I am researching how the organizational culture in the (HUJI) CS department affects students. If you have thoughts, ideas, or an opinion on this issue, I encourage you to let me know.
The research is for a seminar paper I am writing on the Computer Science department (‘chug’) in Givat Ram, its organizational dynamics, and how they affect the students’ learning experience. More specifically, I am interested in how the various logistic, academic, and cultural structures existing in the CS department – as well as its interfaces (e.g. with advanced studies programs, with the high-tech industry, etc.) – affect the average undergraduate student.
I am interested in practically anything you can think the Chug (department) does that affects the student’s entire undergraduate experience, outside of the actual CS academic content studied. Arbitrary examples may include the amount of work expected of a student to invest weekly, Professor-Student relations, the size of the classrooms, various in/formal codes of conduct, existence (or lack thereof) of social activities/facilities, chug-organized meetings, Jewish-Arabic or male-female ratios & interaction, whatever.
So, if you have any thoughts on this; if you’ve ever said to yourself (or to your friend, or blogged about it, or put a petek in the Kotel, you get the drift) “Man, because of so-and-so, my studies are this-and-that” – let me know! If your idea is useful, I’ll be sure to let you know and include your name in the bibliography, not to mention entering your name in a sweepstakes to win a Honda Cruzer ®.
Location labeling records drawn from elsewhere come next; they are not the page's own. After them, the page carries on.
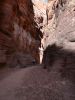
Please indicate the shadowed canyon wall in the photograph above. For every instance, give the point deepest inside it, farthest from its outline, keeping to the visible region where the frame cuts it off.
(18, 30)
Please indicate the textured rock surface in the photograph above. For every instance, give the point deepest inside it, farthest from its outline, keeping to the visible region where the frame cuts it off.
(18, 31)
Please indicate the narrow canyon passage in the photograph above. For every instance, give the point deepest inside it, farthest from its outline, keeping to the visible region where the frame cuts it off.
(36, 83)
(37, 49)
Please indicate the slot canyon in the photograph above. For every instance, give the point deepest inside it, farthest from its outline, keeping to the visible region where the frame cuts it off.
(37, 49)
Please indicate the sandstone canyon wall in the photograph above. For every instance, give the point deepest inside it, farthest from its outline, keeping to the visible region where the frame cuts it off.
(18, 30)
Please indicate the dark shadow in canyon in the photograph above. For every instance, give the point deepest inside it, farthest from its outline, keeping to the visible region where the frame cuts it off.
(67, 67)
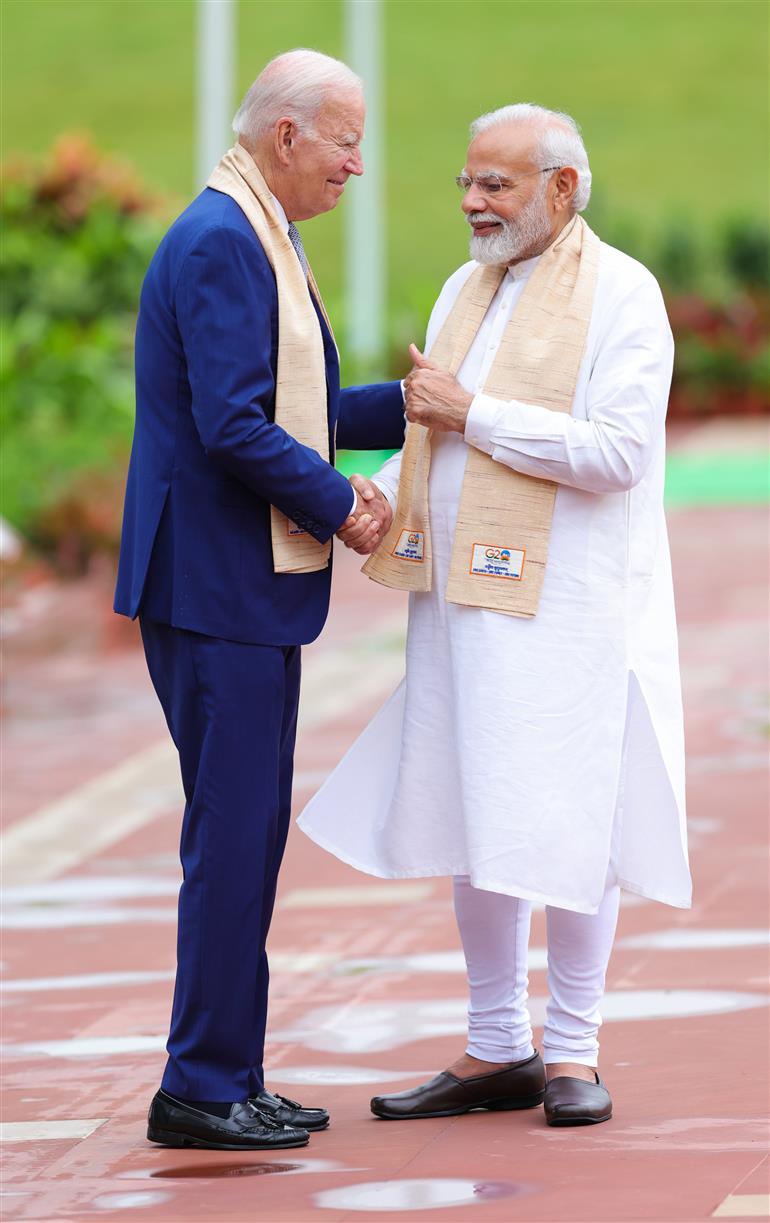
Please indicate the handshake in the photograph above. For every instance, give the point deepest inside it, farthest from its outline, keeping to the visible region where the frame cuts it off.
(370, 519)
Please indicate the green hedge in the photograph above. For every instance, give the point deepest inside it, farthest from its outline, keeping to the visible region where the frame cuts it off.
(78, 234)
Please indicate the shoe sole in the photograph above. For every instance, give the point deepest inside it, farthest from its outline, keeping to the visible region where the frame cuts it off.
(491, 1106)
(169, 1138)
(577, 1120)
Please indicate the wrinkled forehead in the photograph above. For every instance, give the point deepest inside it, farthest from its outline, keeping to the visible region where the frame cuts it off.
(342, 115)
(502, 149)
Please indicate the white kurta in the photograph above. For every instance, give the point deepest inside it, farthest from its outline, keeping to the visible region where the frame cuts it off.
(520, 752)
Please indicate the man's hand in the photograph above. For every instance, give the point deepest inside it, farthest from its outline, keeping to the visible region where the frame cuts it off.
(434, 398)
(370, 519)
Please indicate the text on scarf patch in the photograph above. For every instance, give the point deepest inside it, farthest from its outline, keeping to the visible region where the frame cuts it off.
(488, 560)
(411, 546)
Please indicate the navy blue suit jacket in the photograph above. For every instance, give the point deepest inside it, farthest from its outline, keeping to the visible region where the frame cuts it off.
(208, 459)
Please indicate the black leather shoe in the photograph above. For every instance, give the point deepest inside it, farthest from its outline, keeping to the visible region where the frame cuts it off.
(518, 1086)
(171, 1123)
(577, 1102)
(289, 1112)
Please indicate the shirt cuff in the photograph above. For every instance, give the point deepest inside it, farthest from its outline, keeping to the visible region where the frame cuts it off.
(480, 421)
(390, 494)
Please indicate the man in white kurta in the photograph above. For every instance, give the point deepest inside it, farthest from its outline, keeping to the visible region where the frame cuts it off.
(542, 758)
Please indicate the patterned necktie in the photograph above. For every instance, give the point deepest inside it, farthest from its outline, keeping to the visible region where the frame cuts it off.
(296, 241)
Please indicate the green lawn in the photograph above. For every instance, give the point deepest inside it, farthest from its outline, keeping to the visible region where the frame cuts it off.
(671, 97)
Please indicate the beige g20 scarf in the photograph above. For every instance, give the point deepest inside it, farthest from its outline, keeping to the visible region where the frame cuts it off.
(504, 520)
(301, 382)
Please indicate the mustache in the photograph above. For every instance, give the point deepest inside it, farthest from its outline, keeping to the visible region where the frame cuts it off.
(484, 219)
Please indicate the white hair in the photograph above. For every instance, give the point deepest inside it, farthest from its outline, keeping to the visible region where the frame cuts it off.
(559, 141)
(293, 86)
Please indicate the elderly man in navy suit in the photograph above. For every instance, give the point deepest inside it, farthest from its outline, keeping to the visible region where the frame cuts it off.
(221, 621)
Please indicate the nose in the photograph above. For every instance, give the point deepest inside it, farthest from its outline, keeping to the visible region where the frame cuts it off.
(355, 163)
(473, 201)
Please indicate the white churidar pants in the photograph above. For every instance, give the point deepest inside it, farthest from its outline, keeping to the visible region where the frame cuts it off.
(495, 934)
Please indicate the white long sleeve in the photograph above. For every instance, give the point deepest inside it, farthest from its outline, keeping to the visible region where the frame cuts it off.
(626, 405)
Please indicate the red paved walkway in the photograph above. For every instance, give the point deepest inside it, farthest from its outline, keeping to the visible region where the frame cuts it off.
(368, 987)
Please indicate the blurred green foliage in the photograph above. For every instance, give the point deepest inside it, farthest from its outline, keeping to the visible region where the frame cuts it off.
(664, 92)
(671, 96)
(77, 239)
(78, 232)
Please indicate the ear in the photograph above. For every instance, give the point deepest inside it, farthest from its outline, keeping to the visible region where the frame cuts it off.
(285, 137)
(565, 184)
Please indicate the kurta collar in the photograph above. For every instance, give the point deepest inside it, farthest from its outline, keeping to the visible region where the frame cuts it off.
(523, 269)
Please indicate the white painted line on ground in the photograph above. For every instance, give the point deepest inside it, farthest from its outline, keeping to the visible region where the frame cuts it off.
(37, 1131)
(53, 917)
(87, 1047)
(346, 898)
(692, 939)
(92, 887)
(84, 981)
(116, 804)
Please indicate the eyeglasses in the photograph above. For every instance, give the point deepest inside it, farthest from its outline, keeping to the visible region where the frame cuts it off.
(493, 184)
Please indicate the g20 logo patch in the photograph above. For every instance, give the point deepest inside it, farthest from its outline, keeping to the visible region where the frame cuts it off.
(490, 560)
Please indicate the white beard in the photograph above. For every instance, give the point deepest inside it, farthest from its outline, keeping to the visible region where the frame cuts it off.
(521, 239)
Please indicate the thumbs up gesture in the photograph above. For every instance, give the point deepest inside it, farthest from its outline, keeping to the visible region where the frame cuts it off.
(434, 398)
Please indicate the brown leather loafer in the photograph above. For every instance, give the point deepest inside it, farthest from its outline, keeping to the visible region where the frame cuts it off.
(577, 1102)
(517, 1086)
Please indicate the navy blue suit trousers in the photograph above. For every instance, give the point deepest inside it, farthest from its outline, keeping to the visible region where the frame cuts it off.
(232, 713)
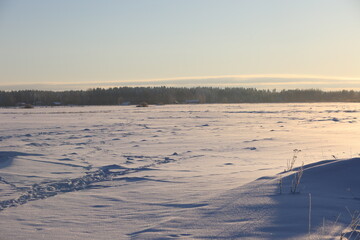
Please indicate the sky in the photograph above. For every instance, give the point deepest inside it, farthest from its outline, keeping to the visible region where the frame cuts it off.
(282, 44)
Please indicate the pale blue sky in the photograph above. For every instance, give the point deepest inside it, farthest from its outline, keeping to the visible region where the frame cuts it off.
(68, 44)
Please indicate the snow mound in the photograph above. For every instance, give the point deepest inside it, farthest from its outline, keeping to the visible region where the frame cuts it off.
(327, 199)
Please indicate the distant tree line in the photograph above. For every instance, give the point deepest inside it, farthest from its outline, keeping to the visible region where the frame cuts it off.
(171, 95)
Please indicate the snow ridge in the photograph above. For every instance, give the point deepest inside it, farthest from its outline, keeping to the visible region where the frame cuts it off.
(50, 189)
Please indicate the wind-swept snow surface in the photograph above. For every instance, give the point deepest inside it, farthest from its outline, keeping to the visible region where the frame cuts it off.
(178, 172)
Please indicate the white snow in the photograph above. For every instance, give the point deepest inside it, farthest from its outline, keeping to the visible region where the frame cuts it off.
(178, 171)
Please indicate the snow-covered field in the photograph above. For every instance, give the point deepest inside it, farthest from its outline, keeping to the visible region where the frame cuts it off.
(179, 171)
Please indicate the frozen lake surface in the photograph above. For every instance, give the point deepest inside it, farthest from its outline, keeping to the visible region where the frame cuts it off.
(162, 172)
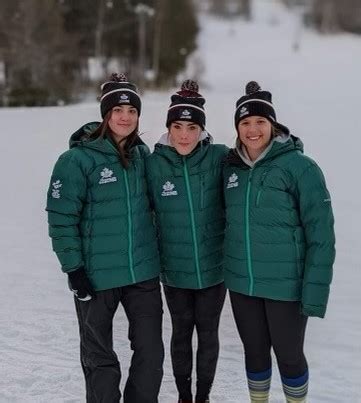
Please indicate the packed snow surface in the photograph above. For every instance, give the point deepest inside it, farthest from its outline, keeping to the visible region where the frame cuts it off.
(317, 94)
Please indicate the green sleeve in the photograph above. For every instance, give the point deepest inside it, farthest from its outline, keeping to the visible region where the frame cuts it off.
(318, 223)
(65, 200)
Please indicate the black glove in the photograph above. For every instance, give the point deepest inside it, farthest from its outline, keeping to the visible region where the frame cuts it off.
(80, 285)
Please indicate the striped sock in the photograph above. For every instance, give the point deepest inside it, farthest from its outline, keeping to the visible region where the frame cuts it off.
(259, 384)
(295, 389)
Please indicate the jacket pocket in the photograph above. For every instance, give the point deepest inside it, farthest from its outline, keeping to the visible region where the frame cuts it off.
(260, 190)
(201, 192)
(298, 254)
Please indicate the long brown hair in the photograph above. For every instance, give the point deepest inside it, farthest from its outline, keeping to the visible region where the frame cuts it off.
(123, 146)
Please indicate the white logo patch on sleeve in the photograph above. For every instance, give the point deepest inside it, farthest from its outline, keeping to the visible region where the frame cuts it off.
(55, 191)
(106, 176)
(232, 181)
(168, 189)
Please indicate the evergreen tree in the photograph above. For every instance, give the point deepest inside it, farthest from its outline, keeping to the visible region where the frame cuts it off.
(177, 40)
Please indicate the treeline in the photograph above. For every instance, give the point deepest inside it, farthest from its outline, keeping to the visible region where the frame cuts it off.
(329, 16)
(52, 50)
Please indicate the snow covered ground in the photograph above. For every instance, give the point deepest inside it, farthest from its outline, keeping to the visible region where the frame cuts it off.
(317, 94)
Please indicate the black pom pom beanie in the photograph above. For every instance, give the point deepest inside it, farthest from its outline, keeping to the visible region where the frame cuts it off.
(118, 91)
(257, 102)
(187, 105)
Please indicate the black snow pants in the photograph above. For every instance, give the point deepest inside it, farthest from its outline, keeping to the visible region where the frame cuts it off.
(143, 307)
(200, 309)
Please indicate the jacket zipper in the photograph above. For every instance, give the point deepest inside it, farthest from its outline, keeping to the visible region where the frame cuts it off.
(247, 233)
(202, 192)
(194, 235)
(130, 226)
(260, 189)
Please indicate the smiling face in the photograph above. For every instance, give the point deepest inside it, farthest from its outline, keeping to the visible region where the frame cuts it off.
(255, 132)
(184, 136)
(123, 121)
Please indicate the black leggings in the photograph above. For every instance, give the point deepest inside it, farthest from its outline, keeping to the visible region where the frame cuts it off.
(264, 323)
(143, 306)
(200, 309)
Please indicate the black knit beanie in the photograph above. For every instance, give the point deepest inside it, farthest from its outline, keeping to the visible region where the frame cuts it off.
(119, 91)
(257, 103)
(188, 105)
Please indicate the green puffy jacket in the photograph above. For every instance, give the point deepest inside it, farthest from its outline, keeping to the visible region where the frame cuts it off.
(279, 239)
(188, 203)
(99, 214)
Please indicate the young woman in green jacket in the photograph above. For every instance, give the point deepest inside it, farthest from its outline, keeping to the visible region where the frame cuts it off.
(279, 245)
(185, 177)
(102, 231)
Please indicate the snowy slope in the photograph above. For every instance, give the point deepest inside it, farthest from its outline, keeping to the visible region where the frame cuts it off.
(316, 92)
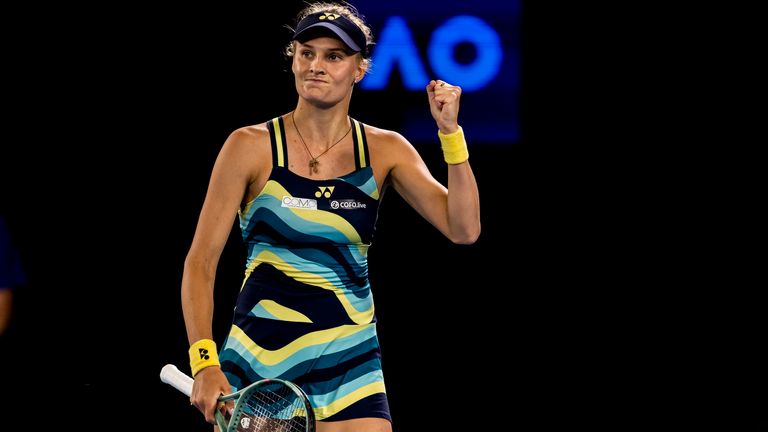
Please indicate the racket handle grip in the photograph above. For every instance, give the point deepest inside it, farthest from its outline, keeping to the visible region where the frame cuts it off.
(182, 382)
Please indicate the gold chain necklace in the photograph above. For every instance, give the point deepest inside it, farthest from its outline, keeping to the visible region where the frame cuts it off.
(313, 162)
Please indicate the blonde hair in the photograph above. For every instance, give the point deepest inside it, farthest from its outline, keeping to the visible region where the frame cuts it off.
(345, 9)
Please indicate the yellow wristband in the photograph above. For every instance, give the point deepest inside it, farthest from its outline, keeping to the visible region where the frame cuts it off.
(454, 146)
(203, 354)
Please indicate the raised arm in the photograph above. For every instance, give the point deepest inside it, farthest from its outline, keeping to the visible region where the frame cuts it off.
(454, 210)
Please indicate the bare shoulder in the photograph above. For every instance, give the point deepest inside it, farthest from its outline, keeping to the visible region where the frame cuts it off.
(248, 136)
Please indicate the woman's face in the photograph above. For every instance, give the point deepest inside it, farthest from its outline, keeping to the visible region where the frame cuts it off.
(325, 70)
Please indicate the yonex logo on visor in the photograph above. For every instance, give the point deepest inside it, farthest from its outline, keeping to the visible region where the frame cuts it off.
(339, 25)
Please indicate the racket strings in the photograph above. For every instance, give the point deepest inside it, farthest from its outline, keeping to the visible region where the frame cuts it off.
(273, 409)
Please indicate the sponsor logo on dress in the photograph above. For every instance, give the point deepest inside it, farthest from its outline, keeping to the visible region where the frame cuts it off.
(324, 191)
(300, 203)
(348, 204)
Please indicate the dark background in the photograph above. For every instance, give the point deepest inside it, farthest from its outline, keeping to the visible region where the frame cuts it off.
(563, 313)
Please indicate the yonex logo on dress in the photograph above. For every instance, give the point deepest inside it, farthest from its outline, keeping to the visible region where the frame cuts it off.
(325, 191)
(300, 203)
(347, 204)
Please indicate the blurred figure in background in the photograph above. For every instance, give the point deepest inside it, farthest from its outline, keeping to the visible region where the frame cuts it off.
(11, 275)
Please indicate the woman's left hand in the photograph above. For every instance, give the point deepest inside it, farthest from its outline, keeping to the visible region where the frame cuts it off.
(444, 105)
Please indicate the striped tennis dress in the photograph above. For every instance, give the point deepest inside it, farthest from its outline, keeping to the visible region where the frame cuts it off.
(305, 311)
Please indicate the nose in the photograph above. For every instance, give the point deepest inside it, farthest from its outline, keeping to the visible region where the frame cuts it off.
(316, 66)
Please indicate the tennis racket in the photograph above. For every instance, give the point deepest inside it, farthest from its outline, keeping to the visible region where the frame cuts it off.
(266, 405)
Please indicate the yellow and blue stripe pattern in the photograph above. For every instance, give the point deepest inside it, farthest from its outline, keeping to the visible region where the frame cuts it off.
(305, 311)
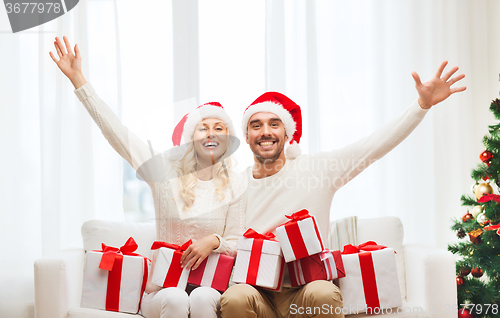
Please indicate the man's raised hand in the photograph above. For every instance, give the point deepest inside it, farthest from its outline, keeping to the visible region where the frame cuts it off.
(438, 88)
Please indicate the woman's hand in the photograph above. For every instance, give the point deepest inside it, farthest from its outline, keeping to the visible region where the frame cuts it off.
(198, 251)
(438, 88)
(70, 64)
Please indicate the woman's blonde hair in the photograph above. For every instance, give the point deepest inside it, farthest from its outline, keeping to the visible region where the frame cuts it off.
(186, 170)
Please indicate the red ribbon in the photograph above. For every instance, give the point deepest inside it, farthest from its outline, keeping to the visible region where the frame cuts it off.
(256, 253)
(367, 270)
(297, 216)
(250, 233)
(367, 246)
(112, 261)
(489, 197)
(369, 281)
(110, 253)
(222, 274)
(175, 270)
(295, 236)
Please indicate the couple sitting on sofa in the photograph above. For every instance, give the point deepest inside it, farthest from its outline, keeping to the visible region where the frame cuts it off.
(198, 196)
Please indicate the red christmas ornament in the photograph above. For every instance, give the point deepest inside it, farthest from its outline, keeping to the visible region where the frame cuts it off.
(464, 271)
(476, 272)
(486, 157)
(464, 313)
(467, 217)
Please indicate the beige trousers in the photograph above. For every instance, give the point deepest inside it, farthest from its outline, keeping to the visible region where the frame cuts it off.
(316, 299)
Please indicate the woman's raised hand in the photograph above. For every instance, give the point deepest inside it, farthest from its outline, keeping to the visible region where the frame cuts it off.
(69, 63)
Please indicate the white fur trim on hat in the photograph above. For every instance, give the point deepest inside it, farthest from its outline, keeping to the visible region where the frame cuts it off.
(293, 151)
(270, 107)
(206, 111)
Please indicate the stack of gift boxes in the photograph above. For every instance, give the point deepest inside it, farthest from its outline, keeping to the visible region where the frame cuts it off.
(366, 274)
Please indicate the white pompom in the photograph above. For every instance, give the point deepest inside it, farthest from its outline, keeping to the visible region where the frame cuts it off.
(176, 153)
(293, 151)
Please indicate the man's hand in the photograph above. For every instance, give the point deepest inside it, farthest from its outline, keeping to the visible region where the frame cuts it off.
(70, 64)
(198, 251)
(438, 88)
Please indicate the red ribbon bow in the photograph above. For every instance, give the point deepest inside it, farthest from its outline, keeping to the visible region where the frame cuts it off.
(110, 253)
(157, 244)
(297, 216)
(250, 233)
(366, 247)
(489, 197)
On a personal note, I am very excited to be writing this paper, as this is essentially studying a topic I have a heavy personal interest in anyway.
There exists (surprisingly?) little literature on University organization culture; as often noted, this is not the least of which because universities, especially as they relate to undergraduates, have very unclearly defined goals to begin with. Are they about research? Educating their students for knowledge’s sake? Crafting the next generation of researchers? Making money? Doing what the state requires of them? This severely limits any possibility – some would say, any point – of researching how the inner organizational structure, dynamics or behavior affect that undefined goal. Furthermore, most existing organizational behavior work (including in Israel, including Gideon Kunda’s “מהנדסים תרבות”), has been focused on profit-inclined corporations, where both the collective and individual goals are much better defined than the university’s case, notably in the undergraduate case.
It is worth pointing out two major differences between normative organizations (who are usually the focus of organizational behavior studies) and what I purport to research presently:
1. A university-student relationship is not an employer-employee relationship. The student is only part of the university (as an undergrad) for 3-4 years; this time limit is well-known ahead of time and affects both sides’ behavior. The student pays for his time, and his relationship with the organization resembles more that of a client than of an employee. In other words, the student is not effectively part of the organization; he is affected by the organization’s behavior, but has very little say in creating or affecting it.
2. Due to reasons including the above (but also due to the fact that I am more interested in the individual than the organization itself), I am not going to research why the chug is/does what it is/does, but rather examine indeed what and how it does the things it does; effectively, I am planning (hoping?) to research and depict what the CS undergrad’s degree feels like, considering all things the degree consists of but the actual computer science itself.
So, to recap my main point: Do you have an opinion on how the CS department treats its undergrads – anything from how much the classes are heated to the age of the TAs to computer labs’ opening hours – let me know. Today is a good day for science!